The rally was part of a national action to mark 10 years since former Prime Minister Kevin Rudd said: “As of today, asylum seekers who come here by boat without a visa will never be settled in Australia.”
Since then, refugees have suffered the consequences of this inhumane policy: after being forced to flee their homelands, they have been forced into detention and then forced to live in limbo on temporary visas.
“I was born as a refugee; I grew up as a refugee; I don’t want to die a refugee,” Prashanth Kumarvel told the protest. Kumarvel, a nurse, who is on a bridging visa, came to Australia by boat in hopes of “a better life … and a better future”. “When will we have … peace? When will we have a country to call home?”
Victorian Greens Senator Janet Rice criticised Labor which “said people were going to be moved off temporary visas. A year later, it hasn’t happened”. Rice called for a Royal Commission into onshore and offshore detention to “unpack this dark, brutal history in Australia” and put an end to it.
Reeta Arulruban, the mother of Dixtan, a refugee who was detained in Melbourne Immigration Transit Accommodation (MITA) and has been threatened with deportation, expressed solidarity to other refugees. “We are all here because we need permanent protection; I am here for all the refugees left behind; I am also here for my son.”
Farhad Bandesh, artist, musician and refugee, who was held for six years on Manus Island, then in the Mantra hotel-prison and MITA, said: “We are not criminals. We are people. We are innocent. We are like other people.
“I believe the Australian people … don’t want this policy. They don’t want this history. This is a dark history, for all Australian[s]; I am one of them … I am paying tax … to kill people in detention. I hate that.”

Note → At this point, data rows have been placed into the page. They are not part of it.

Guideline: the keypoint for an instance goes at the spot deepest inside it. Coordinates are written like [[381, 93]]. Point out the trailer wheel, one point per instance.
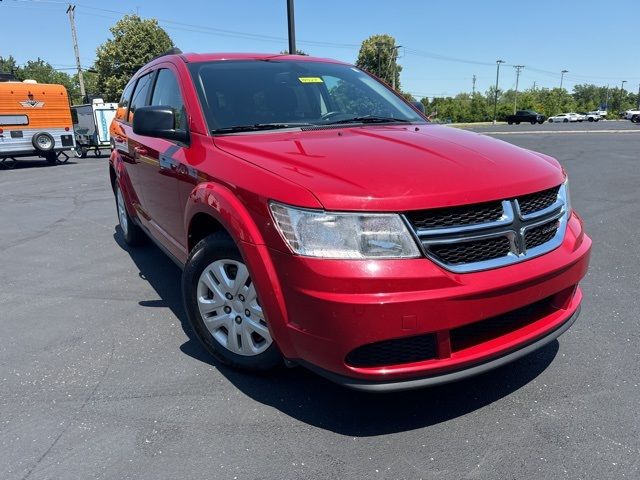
[[81, 152], [43, 142], [51, 157]]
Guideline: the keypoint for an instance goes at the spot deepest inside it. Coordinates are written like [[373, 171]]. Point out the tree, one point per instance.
[[135, 42], [379, 55], [8, 65], [43, 72]]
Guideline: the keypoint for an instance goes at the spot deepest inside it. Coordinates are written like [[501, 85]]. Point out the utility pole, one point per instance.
[[393, 59], [70, 11], [379, 46], [291, 23], [562, 77], [495, 98], [515, 99]]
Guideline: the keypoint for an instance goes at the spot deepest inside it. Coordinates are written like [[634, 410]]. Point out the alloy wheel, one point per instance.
[[230, 309]]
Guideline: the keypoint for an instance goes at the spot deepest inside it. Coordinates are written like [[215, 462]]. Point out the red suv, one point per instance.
[[321, 220]]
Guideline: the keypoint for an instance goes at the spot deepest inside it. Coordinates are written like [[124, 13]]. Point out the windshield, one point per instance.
[[263, 95]]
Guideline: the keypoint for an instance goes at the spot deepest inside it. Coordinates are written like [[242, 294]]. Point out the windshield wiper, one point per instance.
[[258, 126], [370, 119]]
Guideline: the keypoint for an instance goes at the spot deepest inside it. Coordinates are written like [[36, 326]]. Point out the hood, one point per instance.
[[395, 168]]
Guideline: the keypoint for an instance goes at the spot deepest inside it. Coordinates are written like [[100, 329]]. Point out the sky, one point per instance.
[[444, 43]]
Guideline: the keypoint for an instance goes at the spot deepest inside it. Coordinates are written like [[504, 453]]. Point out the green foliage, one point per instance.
[[379, 55], [547, 101], [135, 42], [8, 65]]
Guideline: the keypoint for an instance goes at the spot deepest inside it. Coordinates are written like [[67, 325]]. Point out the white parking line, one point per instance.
[[558, 132]]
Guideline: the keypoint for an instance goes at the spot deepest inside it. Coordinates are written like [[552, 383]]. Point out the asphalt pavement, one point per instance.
[[100, 378]]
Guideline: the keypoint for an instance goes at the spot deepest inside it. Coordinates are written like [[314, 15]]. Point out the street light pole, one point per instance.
[[495, 97], [515, 99], [562, 77], [71, 12], [393, 58], [291, 23]]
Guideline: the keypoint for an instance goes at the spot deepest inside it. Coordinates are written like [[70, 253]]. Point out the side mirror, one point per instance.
[[419, 106], [158, 121]]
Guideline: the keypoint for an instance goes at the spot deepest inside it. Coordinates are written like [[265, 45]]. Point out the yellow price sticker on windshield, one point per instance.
[[310, 80]]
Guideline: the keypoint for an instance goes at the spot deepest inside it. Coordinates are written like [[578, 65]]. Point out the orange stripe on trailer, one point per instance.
[[45, 105]]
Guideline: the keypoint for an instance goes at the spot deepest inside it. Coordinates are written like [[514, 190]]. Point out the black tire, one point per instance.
[[131, 232], [43, 142], [81, 152], [51, 158], [219, 246]]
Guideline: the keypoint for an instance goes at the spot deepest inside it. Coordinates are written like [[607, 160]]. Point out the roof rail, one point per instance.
[[173, 51]]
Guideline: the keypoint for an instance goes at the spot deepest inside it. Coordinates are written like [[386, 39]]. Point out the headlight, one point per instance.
[[316, 233]]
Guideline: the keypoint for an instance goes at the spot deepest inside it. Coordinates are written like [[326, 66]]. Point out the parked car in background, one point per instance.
[[562, 118], [322, 221], [35, 119], [593, 116], [91, 126], [525, 116], [630, 113]]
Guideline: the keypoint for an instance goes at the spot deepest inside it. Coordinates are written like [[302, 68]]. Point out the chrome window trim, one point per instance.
[[514, 228]]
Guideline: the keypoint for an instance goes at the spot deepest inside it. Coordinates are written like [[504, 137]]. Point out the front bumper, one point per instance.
[[321, 310]]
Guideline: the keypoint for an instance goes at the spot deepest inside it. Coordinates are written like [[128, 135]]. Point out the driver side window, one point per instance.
[[167, 93]]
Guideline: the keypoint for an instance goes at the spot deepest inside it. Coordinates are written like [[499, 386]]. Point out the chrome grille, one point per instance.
[[452, 217], [537, 201], [541, 234], [482, 236], [468, 252]]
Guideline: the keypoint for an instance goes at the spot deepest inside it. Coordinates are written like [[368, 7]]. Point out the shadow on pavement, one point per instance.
[[310, 398], [31, 163]]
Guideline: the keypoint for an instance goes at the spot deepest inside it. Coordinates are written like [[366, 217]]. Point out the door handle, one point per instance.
[[141, 151]]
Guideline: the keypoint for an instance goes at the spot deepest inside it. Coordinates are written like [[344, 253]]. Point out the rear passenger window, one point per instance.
[[140, 94], [123, 104], [167, 93]]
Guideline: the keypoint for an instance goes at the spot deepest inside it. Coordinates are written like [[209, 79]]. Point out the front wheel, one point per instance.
[[223, 307]]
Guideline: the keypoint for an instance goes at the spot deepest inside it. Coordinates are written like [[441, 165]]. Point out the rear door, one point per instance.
[[159, 159]]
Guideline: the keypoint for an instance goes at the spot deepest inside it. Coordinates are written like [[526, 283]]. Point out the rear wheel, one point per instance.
[[223, 307], [131, 232]]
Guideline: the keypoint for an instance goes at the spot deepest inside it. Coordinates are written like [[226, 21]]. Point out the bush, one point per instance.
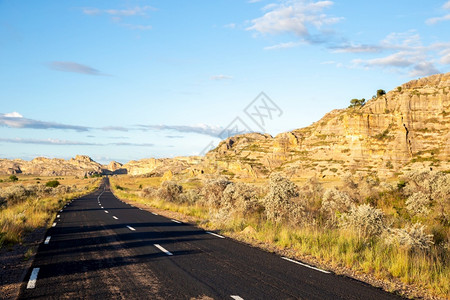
[[381, 93], [52, 183], [357, 102], [418, 204], [212, 191], [148, 192], [170, 191], [14, 194], [334, 203], [368, 221], [241, 198], [278, 204], [412, 237]]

Refugee Action Collective Victoria (RAC) activist Lieke Janssen talked about Operation Sovereign Borders and the government’s “damaging” language which it uses to perpetuate the myth that refugees are “dangerous”. “There is no danger that’s coming to our borders. There are people who escaped danger … who need protection from danger.”
Activists brought attention to the 14,000 refugees stuck in Indonesia. One told Green Left: “We can’t forget about the fact that one of the largest detention camps in Indonesia is currently being funded by the Australian government.”
RAC organised the protest which was endorsed by the Greens, Amnesty International and Iranian Women’s Association among others.